In CCTV footage captured by a roadside camera on December 15, 2012, in central Vientiane, Sombath is seen being pulled over at a police post, stepping out of his Jeep and getting into a pickup truck that drives him away.
He has not been seen or heard from since. The government of Laos, an authoritarian, one-party communist regime, claims it knows nothing of what happened.
“We continue to ask: Where is Sombath? We continue to say we are not going anywhere. We’re going to continue to demand answers from the Lao government. His is a case of enforced disappearance in the purest form,” Phil Robertson, director of Asia Human Rights and Labor Advocates, said Monday at an event in Bangkok marking the anniversary.
Amnesty International, Human Rights Watch and the International Commission of Jurists were among 78 nongovernment groups that also signed an open letter urging the United Nations to press Laos for answers at a coming review of the government’s human rights record next year.
A tireless champion for his country’s impoverished farmers, Sombath won the U.N.’s Human Resource Development Award in 2001 and Asia’s prestigious Ramon Magsaysay Award for Community Leadership four years later.
To help carry on Sombath’s legacy, his wife, Shui Meng Ng, set up a memorial fund in 2022 that awards small grants for projects in Laos and its neighbors, promoting vocational education, environmental sustainability and other causes Sombath had fought for. She also co-founded the Sombath Somphone & Beyond Project to seek answers to the suspected abductions of her husband and others.
On the day Sombath vanished, Ng was driving just ahead of him in another car to join him for dinner at home. Despite the government’s “wall of silence” about why he never made it, she continues to wait.
“I still need to know what happened to Sombath, whether he is even alive. I need the truth,” Ng, who traveled from Laos to Thailand for Monday’s event, told VOA.
“I still hope that he’s alive and wish he will come back,” she said. “I continue to seek answers. I will not give up trying to wait for Sombath to come back until my dying day.”
Hundreds of families across the region could relate.
In its latest annual report, the U.N.’s Working Group on Enforced or Involuntary Disappearances says it has counted more than 1,130 cases across Southeast Asia since 1980, the majority of which remain unsolved. It defines the practice as an arrest, detention or abduction by state agents or their proxies, and the state’s refusal to either acknowledge the event or to reveal the victim’s fate.

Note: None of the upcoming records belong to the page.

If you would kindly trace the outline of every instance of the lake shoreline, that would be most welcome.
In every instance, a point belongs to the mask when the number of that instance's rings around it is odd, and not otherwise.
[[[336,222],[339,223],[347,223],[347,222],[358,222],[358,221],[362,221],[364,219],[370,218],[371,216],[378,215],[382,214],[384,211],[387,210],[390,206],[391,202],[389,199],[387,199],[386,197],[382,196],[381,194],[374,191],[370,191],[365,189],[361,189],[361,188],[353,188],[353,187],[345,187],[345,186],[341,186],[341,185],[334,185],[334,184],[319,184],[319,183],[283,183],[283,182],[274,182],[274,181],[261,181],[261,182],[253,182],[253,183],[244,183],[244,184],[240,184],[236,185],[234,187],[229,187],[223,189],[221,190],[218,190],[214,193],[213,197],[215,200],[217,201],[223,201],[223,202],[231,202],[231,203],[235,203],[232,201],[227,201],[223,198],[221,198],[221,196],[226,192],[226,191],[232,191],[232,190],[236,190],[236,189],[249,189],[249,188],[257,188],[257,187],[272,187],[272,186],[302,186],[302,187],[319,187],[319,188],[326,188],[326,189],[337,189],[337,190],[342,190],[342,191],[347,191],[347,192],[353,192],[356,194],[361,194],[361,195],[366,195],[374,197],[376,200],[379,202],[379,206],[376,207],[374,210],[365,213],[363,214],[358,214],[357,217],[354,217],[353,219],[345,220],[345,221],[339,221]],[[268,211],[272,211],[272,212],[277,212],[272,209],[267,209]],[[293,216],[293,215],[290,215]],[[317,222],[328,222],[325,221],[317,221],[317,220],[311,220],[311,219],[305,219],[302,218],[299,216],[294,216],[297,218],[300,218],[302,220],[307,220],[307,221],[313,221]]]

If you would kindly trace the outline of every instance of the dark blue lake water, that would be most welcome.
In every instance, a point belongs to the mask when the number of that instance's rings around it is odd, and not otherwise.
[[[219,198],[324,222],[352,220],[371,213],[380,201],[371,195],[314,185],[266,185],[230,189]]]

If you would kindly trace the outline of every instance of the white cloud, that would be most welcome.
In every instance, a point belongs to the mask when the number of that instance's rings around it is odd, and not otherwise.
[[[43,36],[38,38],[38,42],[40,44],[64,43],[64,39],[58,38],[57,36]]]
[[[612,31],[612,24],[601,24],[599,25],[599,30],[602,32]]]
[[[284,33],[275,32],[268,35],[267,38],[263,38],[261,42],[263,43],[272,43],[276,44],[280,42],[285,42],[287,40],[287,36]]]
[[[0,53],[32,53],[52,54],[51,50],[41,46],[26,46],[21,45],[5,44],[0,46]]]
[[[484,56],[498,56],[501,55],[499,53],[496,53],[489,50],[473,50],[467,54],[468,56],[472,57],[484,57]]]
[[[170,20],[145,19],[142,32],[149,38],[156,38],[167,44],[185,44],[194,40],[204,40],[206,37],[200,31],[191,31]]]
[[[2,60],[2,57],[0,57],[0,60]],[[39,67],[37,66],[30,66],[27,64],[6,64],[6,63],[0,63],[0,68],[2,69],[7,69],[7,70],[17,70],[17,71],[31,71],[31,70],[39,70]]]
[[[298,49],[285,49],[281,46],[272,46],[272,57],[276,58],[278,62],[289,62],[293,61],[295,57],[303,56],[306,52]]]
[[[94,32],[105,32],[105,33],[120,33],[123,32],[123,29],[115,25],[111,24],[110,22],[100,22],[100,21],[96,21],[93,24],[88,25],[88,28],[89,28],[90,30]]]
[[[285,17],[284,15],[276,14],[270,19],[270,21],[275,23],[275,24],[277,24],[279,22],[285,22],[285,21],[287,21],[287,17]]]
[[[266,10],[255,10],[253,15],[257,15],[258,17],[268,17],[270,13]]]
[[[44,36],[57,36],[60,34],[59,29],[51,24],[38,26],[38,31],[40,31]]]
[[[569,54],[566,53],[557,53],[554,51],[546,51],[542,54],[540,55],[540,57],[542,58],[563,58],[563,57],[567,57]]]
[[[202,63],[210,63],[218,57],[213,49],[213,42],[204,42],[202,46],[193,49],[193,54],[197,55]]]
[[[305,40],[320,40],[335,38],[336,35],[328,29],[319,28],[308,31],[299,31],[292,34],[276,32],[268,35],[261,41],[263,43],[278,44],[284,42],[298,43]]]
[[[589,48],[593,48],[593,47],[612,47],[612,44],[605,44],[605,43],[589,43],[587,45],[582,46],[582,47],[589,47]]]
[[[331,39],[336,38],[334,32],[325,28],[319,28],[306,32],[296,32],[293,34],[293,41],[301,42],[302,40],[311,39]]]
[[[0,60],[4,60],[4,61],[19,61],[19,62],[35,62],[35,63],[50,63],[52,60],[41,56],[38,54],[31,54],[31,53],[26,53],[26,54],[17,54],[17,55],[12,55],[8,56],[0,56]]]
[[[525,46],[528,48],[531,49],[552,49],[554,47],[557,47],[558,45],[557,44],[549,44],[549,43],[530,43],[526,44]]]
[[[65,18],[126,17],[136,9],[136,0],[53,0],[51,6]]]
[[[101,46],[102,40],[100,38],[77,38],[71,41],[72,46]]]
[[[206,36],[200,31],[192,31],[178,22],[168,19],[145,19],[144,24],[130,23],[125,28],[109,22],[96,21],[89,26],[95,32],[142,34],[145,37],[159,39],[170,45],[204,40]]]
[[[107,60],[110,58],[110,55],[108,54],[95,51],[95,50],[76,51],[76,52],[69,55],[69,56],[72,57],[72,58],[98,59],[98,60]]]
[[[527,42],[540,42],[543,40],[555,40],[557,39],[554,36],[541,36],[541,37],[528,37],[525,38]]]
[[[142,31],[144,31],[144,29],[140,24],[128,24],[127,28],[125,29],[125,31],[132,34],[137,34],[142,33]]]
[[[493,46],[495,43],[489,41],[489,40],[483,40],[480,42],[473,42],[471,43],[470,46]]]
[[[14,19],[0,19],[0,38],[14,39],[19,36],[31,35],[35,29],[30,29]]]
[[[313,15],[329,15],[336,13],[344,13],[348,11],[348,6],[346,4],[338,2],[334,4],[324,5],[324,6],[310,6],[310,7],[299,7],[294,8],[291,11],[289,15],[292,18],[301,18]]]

Although many of the cases date back decades, the lack of resolution has lasting consequences, said Sunai Phasuk, a senior researcher for Human Rights Watch in Thailand.
“It has created a sense of impunity that wrongdoers can continue their wrongdoings and get away with their crimes. And in parallel to that, the climate of fear … has been reinforc[ed],” he said.
In Laos, Ng said, the space for even mild dissent has only shrunk since her husband’s disappearance, out of fear that the same could happen to those who would follow in his footsteps.
She said precious few even dare to try anymore.
“So, it is not very hopeful in terms of activism or people raising issues of concern on any kind of sensitive area,” said Ng. “Everybody knows where the limit is and people are even stepping back way, way behind the line. … They’re not even testing the line.”
Phasuk said enforced disappearance has become a common feature of the so-called swap mart the governments are allegedly running by returning each other’s wanted dissidents regardless of the persecution they may face back home.
“Assassination, abduction and enforced disappearance seem to be grouped together in this network of transnational repression in mainland Southeast Asia,” he said.
In a 2024 report, Human Rights Watch chronicled 25 confirmed or suspected cases of cross-border repression in the region, including disappearances, over the previous decade.
Sombath’s case in particular, though, 12 years on, continues to serve as a bellwether in the search for answers in those cases.
“I hope that we’re not here next year doing this,” Robertson said. “I would like to see a breakthrough in this case. I want to have an event midyear where we say we’ve now found out what’s going on. … But if we have to be here next December, we will be.”